Sementara, Wendie mengaku kegiatan sosial sembari berwisata menjadi cara nya untuk berterima kasih kepada Yang Maha Kuasa. "Terima kasih atas kelengkapan tubuh saya dan rezeki yang didapatkan," ujar dia selain memaknai kegiatan sebagai ibadah. Baginya, setiap kegiatan yang dilakukannya merupakan bentuk kesadaran sebagai manusia.

Ia menyadari bahwa kegiatan yang dilakukan penuh tantangan bahkan menguras energi. Namun, semua berpulang bahwa semua kegiatan yang dilakukan semata-mata untuk mendapatkan ridho Alloh SWT.

"Saya disini untuk mencari bekal untuk kehidupan nanti walupun banyak tantangannya," ujar dia. Pria yang bekerja sebagai programmer pun berkeyakinan segala kebaikan akan selalu mendapatkan balasannya. din/E-6

Bahagia Mengajar di Pinggir Pantai

Sesekali, angin laut menyaput wajah. Bahkan alat tulis yang digunakan dalam proses belajar mengajar, tak luput dari terpaan angin. Itulah gambaran proses belajar oleh komunitas yang dilakukan di pinggir laut, penopang kehidupan penduduk sekitar.

"Jadi ngajarnya, kan, berhadapan dengan laut, temen-temen (relawan) sambil refreshing, itu menariknya," ujar Yostia dengan mata berbinar. Terkadang, dia dan teman-teman relawannya harus menjemput murid-murid yang tengah berenang di laut.

Kalau sudah begitu, anak didiknya akan berlarian menyembut para relawan bahkan minta pangku. "Badan mereka kan penuh pasir, jadi pasirnya menempel di baju, disitu ada kesenangan tersendiri," ujar dia.

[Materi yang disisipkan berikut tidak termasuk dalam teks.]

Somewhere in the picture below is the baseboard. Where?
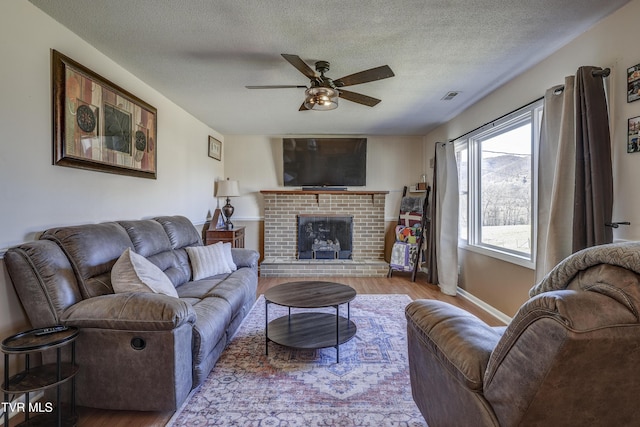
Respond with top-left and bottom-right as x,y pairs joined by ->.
457,287 -> 512,325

Sudah hampir dua tahun ini, Yostia dan temanteman relawannya mengajar anak-anak nelayan di Pantai Tanjung Kait, Kabupaten Tangerang. Mereka membantu pelajaran di sekolah supaya anak-anak para nelayan ini tidak ketinggalan pelajaran.

"Ada anak usia kelas 5 SD yang belum bisa baca tulis," ujar dia tentang kemampuan belajar anak. Hal ini lantaran, sekolah tempat belajar terletak jauh dari tempat tinggal.

Setiap akan berangkat sekolah, orang tua yang berprofesi sebagai nelayan harus mengantarkan anak-anaknya. Padahal di pagi hari, mereka baru pulang dari melaut, badan terasa capek dan mata ngantuk. Akibatnya, anak-anak dibiarkan tidak masuk sekolah.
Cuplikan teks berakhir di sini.